Is the code "read x; print x + 5" declarative or imperative?
It's declarative because it doesn't specify how to read the number, how to print the result, or how to add numbers. It merely symbolically describes the IO and calculations to be performed.
It's imperative because it specifies in a step-wise fashion reading input, performing a calculation, and outputting the result.
Declarative code is imperative from the perspective of the next layer up in the abstraction stack. Declarative code elides implementation details; the we call the implementation details imperative, because they specify the "how" and not the "what", which is the domain of the higher level.
Under this lens, what can we say about this:
arr
.map(x => x + 2)
.filter(x => x % 3)
.map(x => other(x))
It's imperative if we understand map() and filter() to be imperative operations. If they're declarative - perfectly possible in C# - then the code is declarative, because `arr` could be quite abstract, and do something much more interesting.
The border is fuzzy, so there wouldn't be a yes or no answer. Here are a couple of things that make your example more declarative than OP's code:
1. While each line is a separate step that's done in order, it's done on the results of the previous step. So it's like "get me the sum of the products of the results of foo" rather than "do x, then do y, then do z".
Imperative and declarative seem to me to be a matter of degree and sometimes even syntax. Point(x=1,y=2,z=3) is pretty declarative, but "point, with x set to 1, with y set to 2, with z set to 3" is getting more imperative even though it's really the exact same thing. But the syntax makes our mental model a little different, so yay. From there, it's not to hard to go to "scope, with x set to scope(a), with y set to x+1, with z set to f(x,y)," which s the same as C-style imperative "{x = a; y = x+1; z = f(x, y)}." There's a reasonably smooth continuum between imperative and declarative. As soon as you introduce lambda functions, declarative gets absurdly flexible and can model stateful computation in a surprisingly ergonomic way, so it's not even a twisted pedantic equivalence.
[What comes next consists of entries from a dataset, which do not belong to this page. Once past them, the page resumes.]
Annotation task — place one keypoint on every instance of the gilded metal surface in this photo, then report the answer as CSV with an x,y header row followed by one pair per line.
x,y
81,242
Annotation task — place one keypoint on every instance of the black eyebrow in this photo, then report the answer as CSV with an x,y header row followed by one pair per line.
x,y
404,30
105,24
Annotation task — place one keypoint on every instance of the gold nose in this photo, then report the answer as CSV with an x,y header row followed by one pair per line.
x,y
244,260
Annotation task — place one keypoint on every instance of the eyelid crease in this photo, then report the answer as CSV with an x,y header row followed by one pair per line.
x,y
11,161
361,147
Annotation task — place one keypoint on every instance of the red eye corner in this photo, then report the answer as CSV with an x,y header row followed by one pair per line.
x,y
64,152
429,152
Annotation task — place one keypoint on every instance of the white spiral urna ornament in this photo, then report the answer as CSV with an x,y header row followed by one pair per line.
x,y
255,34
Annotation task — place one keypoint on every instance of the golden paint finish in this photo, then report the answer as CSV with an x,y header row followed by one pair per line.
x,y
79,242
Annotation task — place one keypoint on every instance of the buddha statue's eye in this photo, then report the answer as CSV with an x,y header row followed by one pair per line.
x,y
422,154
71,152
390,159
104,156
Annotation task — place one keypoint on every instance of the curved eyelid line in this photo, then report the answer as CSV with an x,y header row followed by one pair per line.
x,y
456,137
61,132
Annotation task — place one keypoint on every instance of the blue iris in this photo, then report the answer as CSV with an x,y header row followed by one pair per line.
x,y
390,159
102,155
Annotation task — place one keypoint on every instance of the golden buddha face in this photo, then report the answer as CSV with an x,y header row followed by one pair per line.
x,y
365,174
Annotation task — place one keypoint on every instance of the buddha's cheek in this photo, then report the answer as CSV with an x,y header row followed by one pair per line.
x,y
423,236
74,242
It's not really about syntax. It's about the execution model. Your second example might almost feel normal to someone with a preference for SQL, which is a declarative language.
Declarative languages don't specify (or minimize the specification of) the execution, imperative languages specify the execution. You can look at the verbs used in describing or verbalizing the language. In declarative languages you don't talk about "assigning" as much as you talk about relationships: "x is y", "x is related to y by f(x,y)", "if x is predicate(x) then y is z else y is z'". In imperative languages you do things: "x is assigned y", "for x in y do ...", "if x is predicate(x) then do y is assigned z else do y is assigned z'".
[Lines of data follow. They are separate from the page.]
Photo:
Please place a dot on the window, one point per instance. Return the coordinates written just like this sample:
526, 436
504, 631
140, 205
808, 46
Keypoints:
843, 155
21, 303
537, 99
Additionally, statements/expressions in declarative languages can be reordered more freely (the "purer" the declarative language the more true this is), given that it tends towards the relational version. In a constraint based system, for example, you could do these in either order:
x in 1..10
x % 3 == 2
;; => x \in {2, 5, 8}
x collects these constraints and so the order is irrelevant (though practically many declarative languages aren't this pure so the order may matter for various reasons).
Sequencing is a fundamental computing construct, not the exclusive preserve of imperative programming.
The 'do' notation in Haskell, function composition operators, shell pipes, data flow graphs are all expressions of explicit sequencing.
Imperative programming is about each statement altering a program's state, not the act of sequencing.
The "list of actions" approach is what makes code complexity grow exponentially, because whenever you look at a series of 10 instructions, you have to think "what state was created by the combination of the first 7 instructions, and does the eighth instruction depend on that state?"